Introduction: Ischemic stroke results in activation of microglia, which may polarize towards a pro-inflammatory (M1) phenotype and/or an anti-inflammatory (M2) phenotype. Enhancer of zeste homolog (EZH) 2 is a histone-lysine N-methyltransferase enzyme, a key modulator of microglia polarization. We here investigated whether microglial-specific deletion of EZH2 leads to a beneficial protective effect in stroke and microglial over-expressing microglial EZH2 exacerbates stroke outcome in vivo . Methods: Aged male mice were subjected to 60-minutes middle cerebral artery stroke. Tamoxifen administration was started 30 days prior to stroke to induce genetic deletion of microglial EZH2 in CX3CR1-creER/EZH2-floxed mice. EZH2 floxed mice were used as controls. Microglial EZH2 over-expressing was performed using lentiviral vectors.

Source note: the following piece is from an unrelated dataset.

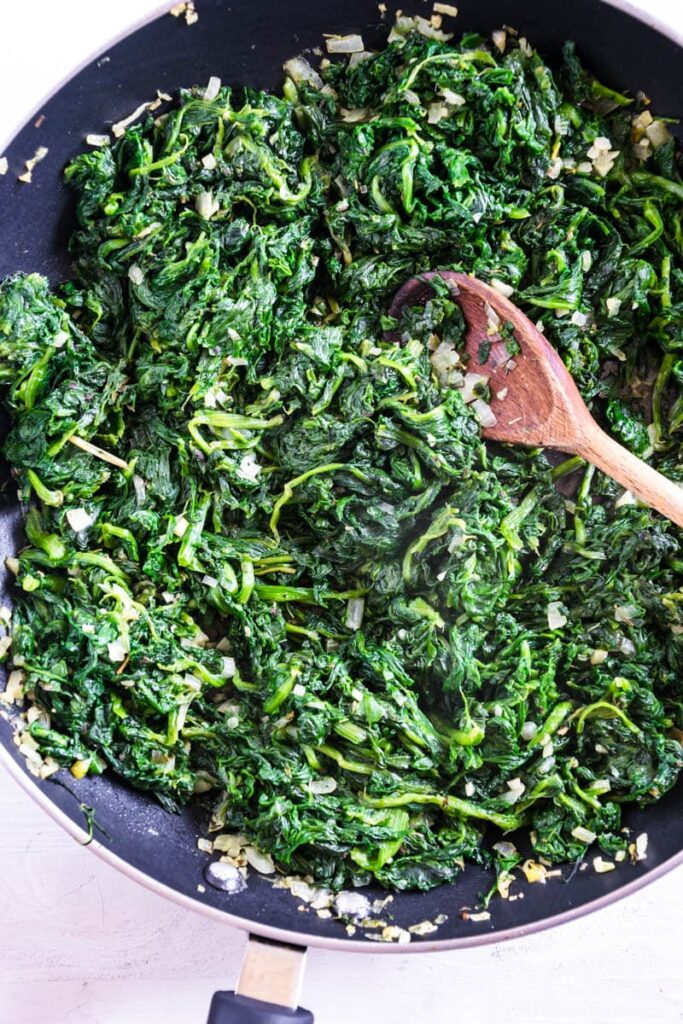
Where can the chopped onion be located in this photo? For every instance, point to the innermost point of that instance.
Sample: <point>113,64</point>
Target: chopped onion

Mice were sacrificed for immunohistochemistry and crystal violet staining (brain infarct assay) after behavior tests at 3 days after stroke. Results: The expression of microglial EZH2 was significantly abrogated with tamoxifen injection in KO mice compared to the control floxed mice (144±15.43 vs. 50.65±4.99 cells/mm 2 , P<0.01, N=5/each group). EZH2 deletion reduced brain infarct volume (29.27±2.23% vs. 6.07±0.88%, P<0.001, N=7/each group) and improved functional outcome assayed by adhesive removal test (59±13.1 seconds, N=7 in control vs. 26.28±4.1 seconds, N=12 in KO, P<0.01). Mechanistically, microglial EZH2 deletion led to a decrease in expression of M1 marker iNOS (170±14.78 vs. 76.65±11.38 cells/mm 2 , P<0.05, N=4/each group), an increase in M2 marker Arg1 (96.64±11.48 vs. 203.3±22.02 cells/mm 2 , P<0.05, N=4/each group) co-stained in microglia (Iba1). We additionally found over-expressing EZH2 in microglial cells exacerbated stroke outcome including performance in adhesive tape removal and hang-wire tests 3 days after stroke. We observed decreased Arg1 and increased iNOS in stroke mice with over-expression of EZH2 (n= 5/6, p=<0.05). Conclusions: Genetic deletion of EZH2 in microglia improved stroke outcome in aged while overexpression of EZH2 exacerbated stroke outcome. The effect of protective effect of EZH2 inhibition may be due to limiting microglial M1 polarization and enhancing M2 polarization.